Crestron is coming to the CEDIA EXPO with a variety of home-automation and multiroom-AV products, including its first 4K-capable HDBaseT extenders and first H.264 video-streaming cards for its DigitalMedia card-based matrix switchers.

Crestron is coming to the CEDIA EXPO with a variety of home-automation and multiroom-AV products, including its first 4K-capable HDBaseT extenders and first H.264 video-streaming cards for its DigitalMedia card-based matrix switchers.

Crestron’s HD-EXT3-C consists of a single-gang HDBaseT extender and a black-box receiver that can be mounted behind a display device.

The company is also announcing that Yale wirelessly controlled door locks now integrate with Crestron home-control systems.

Separately, Baldwin announced that it will add wireless control from Crestron’s systems to keyless-entry deadbolt locks that already incorporate wireless ZigBee. A ship date hasn’t been announced.

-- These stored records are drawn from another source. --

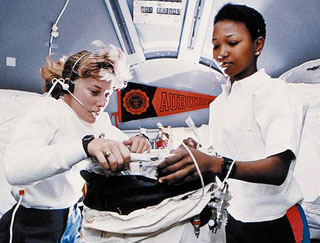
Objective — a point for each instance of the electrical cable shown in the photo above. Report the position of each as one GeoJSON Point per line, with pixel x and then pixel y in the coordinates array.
{"type": "Point", "coordinates": [54, 33]}
{"type": "Point", "coordinates": [21, 194]}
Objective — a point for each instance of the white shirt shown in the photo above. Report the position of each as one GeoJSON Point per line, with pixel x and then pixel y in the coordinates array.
{"type": "Point", "coordinates": [45, 154]}
{"type": "Point", "coordinates": [254, 120]}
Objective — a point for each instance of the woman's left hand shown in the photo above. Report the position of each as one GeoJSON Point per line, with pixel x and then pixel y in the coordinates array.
{"type": "Point", "coordinates": [180, 168]}
{"type": "Point", "coordinates": [138, 144]}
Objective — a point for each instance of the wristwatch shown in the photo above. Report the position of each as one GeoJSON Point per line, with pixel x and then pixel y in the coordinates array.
{"type": "Point", "coordinates": [225, 167]}
{"type": "Point", "coordinates": [85, 141]}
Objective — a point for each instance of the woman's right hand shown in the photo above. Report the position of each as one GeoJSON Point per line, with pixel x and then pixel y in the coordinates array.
{"type": "Point", "coordinates": [110, 154]}
{"type": "Point", "coordinates": [190, 142]}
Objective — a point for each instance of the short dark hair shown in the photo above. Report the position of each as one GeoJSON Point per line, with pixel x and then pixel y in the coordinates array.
{"type": "Point", "coordinates": [242, 13]}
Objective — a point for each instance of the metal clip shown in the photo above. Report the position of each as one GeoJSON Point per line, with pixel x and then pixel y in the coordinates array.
{"type": "Point", "coordinates": [196, 225]}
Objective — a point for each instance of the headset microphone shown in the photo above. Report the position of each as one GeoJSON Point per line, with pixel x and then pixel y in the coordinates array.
{"type": "Point", "coordinates": [65, 86]}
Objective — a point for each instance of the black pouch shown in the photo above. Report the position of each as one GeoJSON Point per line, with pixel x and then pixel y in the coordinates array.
{"type": "Point", "coordinates": [126, 193]}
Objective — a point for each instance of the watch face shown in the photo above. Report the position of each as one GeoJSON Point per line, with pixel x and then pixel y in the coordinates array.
{"type": "Point", "coordinates": [88, 138]}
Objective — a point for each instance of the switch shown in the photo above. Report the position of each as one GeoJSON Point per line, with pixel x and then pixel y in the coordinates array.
{"type": "Point", "coordinates": [11, 61]}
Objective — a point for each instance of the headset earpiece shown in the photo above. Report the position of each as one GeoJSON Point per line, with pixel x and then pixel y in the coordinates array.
{"type": "Point", "coordinates": [70, 85]}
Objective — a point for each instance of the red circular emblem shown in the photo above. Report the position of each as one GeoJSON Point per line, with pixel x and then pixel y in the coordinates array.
{"type": "Point", "coordinates": [136, 101]}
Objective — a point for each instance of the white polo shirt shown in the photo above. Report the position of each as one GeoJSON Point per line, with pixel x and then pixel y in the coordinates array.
{"type": "Point", "coordinates": [256, 119]}
{"type": "Point", "coordinates": [45, 154]}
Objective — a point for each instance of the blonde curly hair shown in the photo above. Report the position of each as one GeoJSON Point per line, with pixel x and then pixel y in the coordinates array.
{"type": "Point", "coordinates": [109, 64]}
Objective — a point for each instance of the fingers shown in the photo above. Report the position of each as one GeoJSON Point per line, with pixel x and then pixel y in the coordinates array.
{"type": "Point", "coordinates": [138, 144]}
{"type": "Point", "coordinates": [180, 176]}
{"type": "Point", "coordinates": [176, 169]}
{"type": "Point", "coordinates": [190, 142]}
{"type": "Point", "coordinates": [111, 154]}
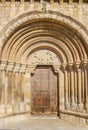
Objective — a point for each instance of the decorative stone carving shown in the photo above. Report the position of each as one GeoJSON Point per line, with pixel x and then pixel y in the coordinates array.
{"type": "Point", "coordinates": [38, 15]}
{"type": "Point", "coordinates": [3, 65]}
{"type": "Point", "coordinates": [44, 57]}
{"type": "Point", "coordinates": [17, 67]}
{"type": "Point", "coordinates": [10, 66]}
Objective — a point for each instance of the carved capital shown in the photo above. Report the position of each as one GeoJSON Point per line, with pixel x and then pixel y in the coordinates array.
{"type": "Point", "coordinates": [56, 68]}
{"type": "Point", "coordinates": [84, 64]}
{"type": "Point", "coordinates": [3, 65]}
{"type": "Point", "coordinates": [23, 68]}
{"type": "Point", "coordinates": [63, 67]}
{"type": "Point", "coordinates": [10, 66]}
{"type": "Point", "coordinates": [77, 66]}
{"type": "Point", "coordinates": [17, 67]}
{"type": "Point", "coordinates": [30, 69]}
{"type": "Point", "coordinates": [70, 66]}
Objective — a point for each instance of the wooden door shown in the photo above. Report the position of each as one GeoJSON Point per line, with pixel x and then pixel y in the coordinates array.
{"type": "Point", "coordinates": [44, 90]}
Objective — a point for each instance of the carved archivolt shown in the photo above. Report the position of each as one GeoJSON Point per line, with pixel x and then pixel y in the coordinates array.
{"type": "Point", "coordinates": [43, 57]}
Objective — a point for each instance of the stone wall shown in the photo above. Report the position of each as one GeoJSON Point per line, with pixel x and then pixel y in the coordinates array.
{"type": "Point", "coordinates": [9, 11]}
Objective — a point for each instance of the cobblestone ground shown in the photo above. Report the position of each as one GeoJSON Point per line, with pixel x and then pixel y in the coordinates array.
{"type": "Point", "coordinates": [42, 123]}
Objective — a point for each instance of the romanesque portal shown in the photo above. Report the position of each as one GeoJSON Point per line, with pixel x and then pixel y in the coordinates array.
{"type": "Point", "coordinates": [44, 66]}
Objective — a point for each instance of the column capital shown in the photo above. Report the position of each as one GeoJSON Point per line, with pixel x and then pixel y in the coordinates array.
{"type": "Point", "coordinates": [17, 67]}
{"type": "Point", "coordinates": [3, 65]}
{"type": "Point", "coordinates": [63, 67]}
{"type": "Point", "coordinates": [10, 66]}
{"type": "Point", "coordinates": [84, 64]}
{"type": "Point", "coordinates": [77, 65]}
{"type": "Point", "coordinates": [31, 69]}
{"type": "Point", "coordinates": [23, 68]}
{"type": "Point", "coordinates": [70, 66]}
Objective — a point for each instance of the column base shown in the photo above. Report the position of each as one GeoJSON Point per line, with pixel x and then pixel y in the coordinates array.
{"type": "Point", "coordinates": [80, 107]}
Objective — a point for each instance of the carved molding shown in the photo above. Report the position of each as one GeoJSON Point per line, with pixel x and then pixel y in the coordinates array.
{"type": "Point", "coordinates": [41, 15]}
{"type": "Point", "coordinates": [44, 57]}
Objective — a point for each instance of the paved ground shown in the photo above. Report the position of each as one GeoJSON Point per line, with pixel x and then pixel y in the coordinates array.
{"type": "Point", "coordinates": [42, 123]}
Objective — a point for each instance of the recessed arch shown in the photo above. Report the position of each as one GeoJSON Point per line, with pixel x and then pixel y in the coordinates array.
{"type": "Point", "coordinates": [64, 38]}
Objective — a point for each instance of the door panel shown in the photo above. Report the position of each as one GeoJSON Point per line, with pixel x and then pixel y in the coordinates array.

For the multiroom-AV market, Crestron is adding the HD-EXT3-C and HD-EXT4-C 4K-capable HDBaseT extenders, both of which consist of an extender and a receiver. The extenders transmit HDMI audio and video, plus RS-232 and IR control signals, up to 330 feet (100 meters) using a single, low-cost CAT5e cable. Extenders can be mounted in a single-gang wall box with black or white faceplates, though the transmitters can also be rack-mounted. An HDMI input and control-signal inputs appear on the front of the faceplate, and an HDBaseT output appears on the back. The receivers are small black boxes that can be mounted behind a display device.

Both extender pairs handle Full HD 1080p60 and 4K Ultra HD with support for HDCP, 3D, and Deep Color. Full HD 1080p60 is supported up to 330 feet, but 4K Ultra HD is limited to 230 feet (70 meters) or less. For audio, the extenders support 7.1 Dolby TrueHD and DTS-HD Master Audio and uncompressed linear PCM.

In addition to HDMI, the extender pairs are also compatible with DVI and DisplayPort Multimode sources and DVI display devices using adapters or interface cables.

The HD-EXT4-C adds the ability to transmit an analog-audio signal to support DVI devices and select HDMI devices that might not support digital audio. In that case, an additional twisted-pair cable has to be installed between the sender and receiver.

The company’s card- and blade-based DigitalMedia matrix switchers, ranging from the 8×8 model to a 128×128 model, currently don’t support 4K but will be enabled with 4K with the introduction of future I/O blades, cards, transmitters, and receivers, the company noted without specifying a launch date.